Sem dizer nada, elas tiraram os casacos, trocaram entre si e os vestiram de novo.

— Eu sou a 208 — disse a 209.

— E eu sou a 209 — disse a 208.

Eu suspirei.

Mesmo assim, quando eu precisava de qualquer jeito distinguir as duas, tinha que depender dos números, pois não havia outra maneira de diferenciá-las.

Elas não tinham quase nenhuma roupa fora esses moletons. Parecia que, no meio de um passeio, tinham entrado na casa de alguém e resolvido ficar morando ali. Bom, acho que era o que tinha acontecido, mesmo. Eu dava a elas um pouco de dinheiro no começo da semana, dizendo para comprarem o que precisassem, mas a única coisa que compravam, fora os ingredientes para preparar as refeições, eram biscoitos recheados sabor café.

— Mas não é chato pra vocês não ter roupas? — per­guntei.

— Não — respondeu a 208.

— A gente não liga pra roupas — disse a 209.

Uma vez por semana, elas lavavam os moletons com carinho, na banheira. Deitado na cama, eu levantava os olhos da Crítica da razão pura e me deparava com as duas peladas, ­ajoelhadas lado a lado sobre os azulejos, lavando os casacos. Nessas horas, sentia que tinha vindo parar em algum lugar muito estranho. Não sei por quê. Desde o verão anterior, quando eu perdera um implante dentário embaixo do trampolim na piscina, volta e meia eu me sentia assim.

Muitas vezes, ao chegar do trabalho, eu via os moletons com os números 208 e 209 pendurados na janela voltada para o sul, como bandeiras. Nessas horas, meus olhos chegavam a se encher de lágrimas.

*

Nunca perguntei por que elas tinham vindo morar no meu apartamento, até quando pretendiam ficar ou, pra começo de conversa, quem eram elas.
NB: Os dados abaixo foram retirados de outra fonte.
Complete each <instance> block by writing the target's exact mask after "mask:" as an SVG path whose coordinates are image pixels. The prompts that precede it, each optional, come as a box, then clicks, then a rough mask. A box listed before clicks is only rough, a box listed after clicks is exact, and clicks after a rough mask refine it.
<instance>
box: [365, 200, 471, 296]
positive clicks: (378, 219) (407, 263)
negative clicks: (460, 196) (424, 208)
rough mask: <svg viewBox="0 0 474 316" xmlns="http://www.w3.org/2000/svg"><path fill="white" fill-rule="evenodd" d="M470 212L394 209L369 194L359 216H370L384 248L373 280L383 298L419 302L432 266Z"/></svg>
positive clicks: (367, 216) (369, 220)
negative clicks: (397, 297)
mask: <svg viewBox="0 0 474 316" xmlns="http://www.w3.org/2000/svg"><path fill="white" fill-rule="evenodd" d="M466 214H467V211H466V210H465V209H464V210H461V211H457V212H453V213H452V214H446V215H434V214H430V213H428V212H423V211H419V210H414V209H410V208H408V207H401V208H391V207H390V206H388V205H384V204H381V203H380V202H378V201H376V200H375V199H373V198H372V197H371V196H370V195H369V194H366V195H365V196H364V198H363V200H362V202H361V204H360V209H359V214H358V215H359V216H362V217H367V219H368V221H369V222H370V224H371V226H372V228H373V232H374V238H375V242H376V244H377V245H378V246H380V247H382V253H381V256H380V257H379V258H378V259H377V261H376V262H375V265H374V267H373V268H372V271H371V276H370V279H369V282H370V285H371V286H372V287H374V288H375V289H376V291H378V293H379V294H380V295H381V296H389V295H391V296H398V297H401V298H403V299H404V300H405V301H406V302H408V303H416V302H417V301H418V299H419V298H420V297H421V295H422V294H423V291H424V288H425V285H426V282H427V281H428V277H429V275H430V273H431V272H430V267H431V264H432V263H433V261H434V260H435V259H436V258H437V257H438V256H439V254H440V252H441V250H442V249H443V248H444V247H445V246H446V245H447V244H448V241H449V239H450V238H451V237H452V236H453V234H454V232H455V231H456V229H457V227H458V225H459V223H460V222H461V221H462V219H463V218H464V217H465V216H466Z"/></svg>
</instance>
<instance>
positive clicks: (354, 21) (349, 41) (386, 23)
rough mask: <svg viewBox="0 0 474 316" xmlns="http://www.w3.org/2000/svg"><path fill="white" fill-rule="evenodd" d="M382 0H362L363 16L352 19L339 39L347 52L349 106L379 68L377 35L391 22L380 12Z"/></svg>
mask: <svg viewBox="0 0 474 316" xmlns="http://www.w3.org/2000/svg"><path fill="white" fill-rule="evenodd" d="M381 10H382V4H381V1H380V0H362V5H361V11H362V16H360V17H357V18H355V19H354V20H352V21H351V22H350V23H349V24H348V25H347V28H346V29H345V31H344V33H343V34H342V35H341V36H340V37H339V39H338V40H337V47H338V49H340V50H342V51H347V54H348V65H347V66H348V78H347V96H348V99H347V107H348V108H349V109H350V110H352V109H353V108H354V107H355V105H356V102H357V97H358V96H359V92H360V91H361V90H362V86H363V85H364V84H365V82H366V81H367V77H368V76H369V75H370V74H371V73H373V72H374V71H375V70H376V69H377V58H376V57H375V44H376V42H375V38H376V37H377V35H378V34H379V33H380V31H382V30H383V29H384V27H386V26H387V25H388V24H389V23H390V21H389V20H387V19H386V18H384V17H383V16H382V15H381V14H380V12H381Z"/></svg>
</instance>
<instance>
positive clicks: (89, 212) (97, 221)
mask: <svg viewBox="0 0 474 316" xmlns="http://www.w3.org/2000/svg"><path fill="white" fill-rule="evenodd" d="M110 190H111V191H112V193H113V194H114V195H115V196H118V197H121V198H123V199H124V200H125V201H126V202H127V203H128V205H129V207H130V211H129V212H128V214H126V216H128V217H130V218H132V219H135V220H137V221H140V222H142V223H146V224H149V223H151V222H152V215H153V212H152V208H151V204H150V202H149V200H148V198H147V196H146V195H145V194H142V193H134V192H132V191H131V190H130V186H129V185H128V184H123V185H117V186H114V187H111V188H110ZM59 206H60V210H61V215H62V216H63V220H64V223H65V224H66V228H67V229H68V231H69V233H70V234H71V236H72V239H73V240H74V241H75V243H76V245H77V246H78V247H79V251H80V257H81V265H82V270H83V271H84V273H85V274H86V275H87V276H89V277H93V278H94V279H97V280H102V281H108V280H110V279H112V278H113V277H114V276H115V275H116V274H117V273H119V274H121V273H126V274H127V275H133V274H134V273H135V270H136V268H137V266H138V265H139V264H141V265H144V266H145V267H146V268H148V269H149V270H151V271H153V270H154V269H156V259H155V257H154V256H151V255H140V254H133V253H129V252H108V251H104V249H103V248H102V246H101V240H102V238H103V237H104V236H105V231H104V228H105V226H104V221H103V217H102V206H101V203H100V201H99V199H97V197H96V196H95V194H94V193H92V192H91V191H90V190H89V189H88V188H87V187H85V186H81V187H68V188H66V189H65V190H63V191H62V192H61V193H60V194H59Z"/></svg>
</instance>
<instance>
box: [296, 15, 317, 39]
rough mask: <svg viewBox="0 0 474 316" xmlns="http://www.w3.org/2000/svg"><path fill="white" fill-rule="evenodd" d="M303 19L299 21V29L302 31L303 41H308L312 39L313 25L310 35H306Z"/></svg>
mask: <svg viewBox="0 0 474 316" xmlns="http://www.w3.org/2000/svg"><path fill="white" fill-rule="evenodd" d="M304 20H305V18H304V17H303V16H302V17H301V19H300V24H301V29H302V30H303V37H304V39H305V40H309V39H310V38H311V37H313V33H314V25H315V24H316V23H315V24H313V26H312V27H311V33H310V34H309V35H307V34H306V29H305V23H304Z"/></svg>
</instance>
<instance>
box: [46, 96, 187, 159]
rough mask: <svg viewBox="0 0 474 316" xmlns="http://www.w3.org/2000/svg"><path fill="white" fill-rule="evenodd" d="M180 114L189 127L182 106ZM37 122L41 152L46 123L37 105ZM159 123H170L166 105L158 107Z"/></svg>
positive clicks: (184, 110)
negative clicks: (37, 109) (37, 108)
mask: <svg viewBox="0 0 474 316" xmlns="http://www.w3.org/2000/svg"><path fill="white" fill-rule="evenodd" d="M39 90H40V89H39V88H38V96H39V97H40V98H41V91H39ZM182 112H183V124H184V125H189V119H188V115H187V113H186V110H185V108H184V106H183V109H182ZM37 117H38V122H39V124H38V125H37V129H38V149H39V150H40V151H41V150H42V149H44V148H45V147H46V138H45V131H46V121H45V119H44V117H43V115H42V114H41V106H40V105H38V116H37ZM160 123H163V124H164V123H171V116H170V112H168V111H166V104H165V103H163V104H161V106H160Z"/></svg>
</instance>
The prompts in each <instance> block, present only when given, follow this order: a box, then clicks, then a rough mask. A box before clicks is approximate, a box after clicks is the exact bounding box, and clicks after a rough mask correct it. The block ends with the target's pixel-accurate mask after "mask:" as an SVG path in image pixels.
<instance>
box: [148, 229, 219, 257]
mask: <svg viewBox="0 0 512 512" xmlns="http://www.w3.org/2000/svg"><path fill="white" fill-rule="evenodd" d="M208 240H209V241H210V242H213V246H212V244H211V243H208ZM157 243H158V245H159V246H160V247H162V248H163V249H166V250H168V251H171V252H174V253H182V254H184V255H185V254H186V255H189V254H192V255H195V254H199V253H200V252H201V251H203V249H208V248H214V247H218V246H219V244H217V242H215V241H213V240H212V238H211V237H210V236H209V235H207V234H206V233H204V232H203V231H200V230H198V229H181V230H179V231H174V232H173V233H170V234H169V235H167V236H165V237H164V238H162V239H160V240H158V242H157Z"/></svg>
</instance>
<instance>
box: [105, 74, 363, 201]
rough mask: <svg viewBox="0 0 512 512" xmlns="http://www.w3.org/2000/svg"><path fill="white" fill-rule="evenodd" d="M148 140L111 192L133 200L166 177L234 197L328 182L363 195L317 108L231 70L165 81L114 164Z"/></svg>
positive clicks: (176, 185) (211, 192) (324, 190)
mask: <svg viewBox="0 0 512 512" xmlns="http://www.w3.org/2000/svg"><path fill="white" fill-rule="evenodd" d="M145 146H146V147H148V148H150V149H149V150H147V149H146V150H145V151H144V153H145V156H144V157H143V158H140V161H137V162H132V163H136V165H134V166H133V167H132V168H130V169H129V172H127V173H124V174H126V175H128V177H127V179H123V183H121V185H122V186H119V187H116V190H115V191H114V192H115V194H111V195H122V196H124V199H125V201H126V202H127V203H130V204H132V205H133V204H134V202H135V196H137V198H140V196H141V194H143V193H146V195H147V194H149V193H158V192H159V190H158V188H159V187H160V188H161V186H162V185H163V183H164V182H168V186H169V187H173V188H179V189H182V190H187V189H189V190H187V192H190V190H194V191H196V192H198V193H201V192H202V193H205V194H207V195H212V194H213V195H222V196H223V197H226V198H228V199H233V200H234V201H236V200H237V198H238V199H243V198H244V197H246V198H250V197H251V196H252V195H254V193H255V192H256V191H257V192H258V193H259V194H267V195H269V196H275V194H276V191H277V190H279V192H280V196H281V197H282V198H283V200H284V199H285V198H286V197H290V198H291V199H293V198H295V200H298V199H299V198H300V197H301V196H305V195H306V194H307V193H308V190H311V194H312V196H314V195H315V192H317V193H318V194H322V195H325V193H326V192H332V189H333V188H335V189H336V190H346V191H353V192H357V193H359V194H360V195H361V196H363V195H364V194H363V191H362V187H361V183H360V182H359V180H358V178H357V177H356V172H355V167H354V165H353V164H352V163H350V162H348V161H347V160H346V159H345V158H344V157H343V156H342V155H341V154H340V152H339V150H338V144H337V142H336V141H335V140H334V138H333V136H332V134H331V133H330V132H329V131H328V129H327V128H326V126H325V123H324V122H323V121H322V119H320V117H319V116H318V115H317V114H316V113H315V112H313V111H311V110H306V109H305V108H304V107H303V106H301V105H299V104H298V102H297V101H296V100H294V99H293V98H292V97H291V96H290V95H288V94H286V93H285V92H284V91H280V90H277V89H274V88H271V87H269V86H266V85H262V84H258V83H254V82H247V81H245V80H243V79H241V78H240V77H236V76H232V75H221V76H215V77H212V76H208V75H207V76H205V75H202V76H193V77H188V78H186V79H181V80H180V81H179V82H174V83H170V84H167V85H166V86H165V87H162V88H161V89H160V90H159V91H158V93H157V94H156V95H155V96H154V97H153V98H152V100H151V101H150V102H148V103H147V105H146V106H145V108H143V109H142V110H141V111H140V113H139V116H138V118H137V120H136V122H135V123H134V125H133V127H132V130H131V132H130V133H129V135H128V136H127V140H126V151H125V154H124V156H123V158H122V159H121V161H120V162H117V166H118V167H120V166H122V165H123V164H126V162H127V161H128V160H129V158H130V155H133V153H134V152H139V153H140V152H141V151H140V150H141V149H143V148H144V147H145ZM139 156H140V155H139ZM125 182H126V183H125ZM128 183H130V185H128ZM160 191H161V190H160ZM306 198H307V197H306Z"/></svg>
Quantos anos tinham? De onde vinham?

Elas também não falaram nada.

Nós passávamos os dias tomando café, passeando pelo campo de golfe ao entardecer para procurar por bolas perdidas e nos divertindo na cama. A atração principal era a leitura comentada do jornal — todos os dias de manhã eu passava uma hora explicando as notícias para elas. Era inacreditável o quão pouco elas sabiam sobre o mundo. Não conseguiam sequer diferenciar a Birmânia da Austrália. Demorei três dias para convencê-las de que o Vietnã estava dividido em dois, um lado em guerra com o outro, e mais quatro dias explicando as razões de Nixon para bombardear Hanói.

— E pra quem você tá torcendo? — perguntou a 208.

— Pra quem?

— É, pro norte ou pro sul? — disse a 209.

— Bom, pra qual será… Não sei.

— Por que não? — disse a 208.

— Eu nem moro no Vietnã.

Elas não se contentaram com a minha explicação. Nem eu mesmo me satisfiz com a minha explicação.

— Eles estão lutando porque um lado pensa diferente do outro, não é? — insistiu a 208.

— Acho que sim.

— Então isso quer dizer que tem dois jeitos opostos de pensar — disse a 208.

— É. Só que no mundo tem um milhão e duzentos mil jeitos opostos de pensar, sabe. Mentira, deve ter mais do que isso.

— Então não dá pra ser amigo de quase ninguém no mundo? — perguntou a 209.

— Talvez — respondi. — Talvez não dê pra ser amigo de quase ninguém…

Este era meu estilo de vida na década de 1970. Profetizado por Dostoiévski, consolidado por mim.